Loopin’ Louie (1992) is a battery-powered kids’ game designed by Masaru Aoki and Carol Wiseley and published by Milton Bradley (now Hasbro). In the game, four players sit in cardinal directions from each other as a motorized biplane on an arm leisurely spins around the board. Each player has a barn with three chickens that they are trying to protect from the plane. The players also have a little lever that they can push as the plane comes by in order to knock it into the air. The goal of the game is to protect your chickens while eliminating the other players. The last player with chickens wins.
The gameplay is simple, such that you could explain the game to a four-year-old and they would be able to play right away. However, this doesn’t make the game any less fun. The gameplay goes similar to a game of Hungry Hungry Hippos (1966), but without the random marbles and frenetic movements. Loopin’ Louie is more measured and strategic, with players varying the timing and pressure of their switches not only to save their own chickens, but to take out the other players’.
The simple mechanics and fun gameplay has made Loopin’ Louie ripe for rerelease, as well as rebranding with several different licenced properties—as Hasbro tends to do. Some notable releases are Bobbin’ Bumblebee (2005), Barn Buzzin’ Goofy (1999), and Loopin’ Chewie (2015).
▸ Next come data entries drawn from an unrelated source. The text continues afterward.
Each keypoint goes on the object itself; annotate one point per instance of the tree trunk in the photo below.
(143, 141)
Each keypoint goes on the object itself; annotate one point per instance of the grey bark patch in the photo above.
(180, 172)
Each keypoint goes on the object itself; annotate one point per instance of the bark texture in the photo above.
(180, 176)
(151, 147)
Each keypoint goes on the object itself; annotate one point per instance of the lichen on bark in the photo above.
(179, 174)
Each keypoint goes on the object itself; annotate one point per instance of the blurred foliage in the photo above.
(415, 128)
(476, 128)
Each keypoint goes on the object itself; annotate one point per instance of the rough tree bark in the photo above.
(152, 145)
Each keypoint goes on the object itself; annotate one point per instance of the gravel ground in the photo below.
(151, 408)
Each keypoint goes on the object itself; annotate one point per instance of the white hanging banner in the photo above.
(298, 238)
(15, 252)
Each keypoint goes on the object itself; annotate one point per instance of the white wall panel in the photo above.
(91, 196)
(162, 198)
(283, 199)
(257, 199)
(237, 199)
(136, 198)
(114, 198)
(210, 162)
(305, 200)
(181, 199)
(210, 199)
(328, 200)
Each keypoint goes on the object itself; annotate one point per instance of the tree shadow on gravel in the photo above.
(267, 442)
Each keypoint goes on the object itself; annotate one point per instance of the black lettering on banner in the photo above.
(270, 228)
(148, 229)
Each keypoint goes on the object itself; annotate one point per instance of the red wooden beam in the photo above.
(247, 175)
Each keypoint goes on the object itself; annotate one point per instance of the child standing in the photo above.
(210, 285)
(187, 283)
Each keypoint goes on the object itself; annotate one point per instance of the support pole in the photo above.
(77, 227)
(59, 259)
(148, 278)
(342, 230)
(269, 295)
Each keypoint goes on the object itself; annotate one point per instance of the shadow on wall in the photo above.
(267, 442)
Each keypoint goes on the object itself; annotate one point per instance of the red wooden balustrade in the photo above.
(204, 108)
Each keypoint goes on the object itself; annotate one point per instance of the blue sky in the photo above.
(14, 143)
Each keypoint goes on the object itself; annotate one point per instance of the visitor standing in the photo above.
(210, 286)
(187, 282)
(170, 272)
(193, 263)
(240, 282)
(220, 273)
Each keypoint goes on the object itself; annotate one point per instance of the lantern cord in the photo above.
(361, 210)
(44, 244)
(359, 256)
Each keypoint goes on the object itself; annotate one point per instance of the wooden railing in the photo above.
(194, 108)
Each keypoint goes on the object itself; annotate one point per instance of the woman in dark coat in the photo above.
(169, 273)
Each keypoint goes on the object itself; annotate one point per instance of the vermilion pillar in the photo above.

Loopin’ Louie is a lot of fun and I would recommend it to anyone looking for a very simple game, whether for a child or just as an interesting piece to pull out when friends are over. Definitely not for the more serious gamer, although there has been a boost in its popularity recently among gaming groups, and it is currently ranked as the number three kids’ game on Boardgamegeek.com.